В письме было написано: «Здравствуй, Вася! Получил твоё письмо. Очень завидую тебе. Я ни разу ещё не видел гор, моря, дельфинов и пальм. У нас всё обычно. Санька Горохов вчера поймал на Бычьем пруду пятьдесят восемь бычков и одного карася. Он спрашивал, как ты там? Ну это ещё до всего, что у нас случилось…» Вася перечитал всё, что касалось Саньки… Значит, не забыл его, Васю, вспоминает и, может быть, даже ждёт… «Недавно Санька с Серёгой и Борисом нашли на обочине бетонки скат от большого самосвала, выбили из него камеру. И знаешь, что получилось? Получился отличный резиновый корабль! Санька тут же сделал вёсла и сшил парус из старой простыни, ну, не сам сшил — Марина помогла. Он грозится ещё пристроить к камере моторчик… Короче говоря, сделался Горохов резиновым адмиралом и немножко дерёт нос…» Не похоже это на Саньку! «Студенты ССО уже наполовину построили в Рябинках свинарник, шум и грохот от них…» Что это за «ССО»? Надо будет выяснить… «А ещё вот что: на днях Эдинька сказал ребятам (тихонько, чтобы я не слышал и не передал тебе, но я всё слышал), что ты тогда пошёл не через стадо, а в обход, потому что струсил, побоялся, что тебя забодают… Врёт ведь?» Васины пальцы, державшие письмо, вздрогнули от возмущения: лгун! Какой лгун! А папа с мамой души в нём не чают и чуть не каждый день специально ахают и охают при Васе: «Начитанный, воспитанный, умный!..», хотят, чтобы Вася дружил с ним… «А вообще мне ужасно не везёт в жизни — сплошные неприятности! — и я не знаю, как дальше быть… Да ладно, при встрече расскажу… Вась, привези мне, пожалуйста, если можно, какой-нибудь красивый камешек с Чёрного моря… Да, ещё про Бориса: он твёрдо пообещал поколотить меня, а я совсем не виноват, хотя и сказал своему папе о его геройствах. Привет!!! Пётр Крылышкин».
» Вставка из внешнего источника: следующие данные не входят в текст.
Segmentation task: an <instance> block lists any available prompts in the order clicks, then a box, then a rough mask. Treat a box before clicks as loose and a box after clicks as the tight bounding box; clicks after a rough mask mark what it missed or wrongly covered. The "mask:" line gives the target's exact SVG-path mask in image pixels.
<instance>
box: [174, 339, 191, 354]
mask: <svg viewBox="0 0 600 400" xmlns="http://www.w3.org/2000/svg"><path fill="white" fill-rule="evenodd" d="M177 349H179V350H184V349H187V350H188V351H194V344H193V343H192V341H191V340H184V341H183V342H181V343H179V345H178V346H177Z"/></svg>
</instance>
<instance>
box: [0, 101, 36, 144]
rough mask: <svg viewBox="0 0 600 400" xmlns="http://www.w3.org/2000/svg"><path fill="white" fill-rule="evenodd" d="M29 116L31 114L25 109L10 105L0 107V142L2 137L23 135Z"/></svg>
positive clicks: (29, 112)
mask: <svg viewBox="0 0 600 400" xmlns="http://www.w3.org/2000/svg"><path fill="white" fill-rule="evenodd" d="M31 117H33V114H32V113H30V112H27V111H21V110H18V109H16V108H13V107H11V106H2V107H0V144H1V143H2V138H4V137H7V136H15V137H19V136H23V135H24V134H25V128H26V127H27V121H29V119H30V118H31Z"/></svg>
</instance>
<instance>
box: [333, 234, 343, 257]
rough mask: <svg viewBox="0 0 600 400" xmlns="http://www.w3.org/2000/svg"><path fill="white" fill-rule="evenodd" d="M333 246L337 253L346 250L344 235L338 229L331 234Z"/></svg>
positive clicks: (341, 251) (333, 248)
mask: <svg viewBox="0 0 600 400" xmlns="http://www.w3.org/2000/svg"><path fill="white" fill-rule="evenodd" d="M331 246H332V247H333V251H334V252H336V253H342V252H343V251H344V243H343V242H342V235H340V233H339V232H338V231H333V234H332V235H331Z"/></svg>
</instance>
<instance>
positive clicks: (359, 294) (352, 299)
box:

У Васи даже дыхание перехватило от такого письма.
— Что пишет Петя? — Мама внимательно посмотрела на Васю.
— Ничего особенного, — ответил Вася, и сразу тоска по Андрюшке стала потихоньку глохнуть, тускнеть, отодвигаться.
На Васю наплывало нечто другое — лицо Саньки Горохова, большое, губастое, с хитро прищуренными глазами.
Он был на четыре года старше Васи. Так вот с ним бы, с Санькой, Вася без страха спустился бы на верёвке хоть в остатки кратера этого Кара-Дага, схватил бы за панцирь уже не крабика, а громадного, как танк, клешнястого краба, которого недавно видел на подводной скале, и даже, пожалуй, съел бы полную тарелку супа! Если бы Санька велел.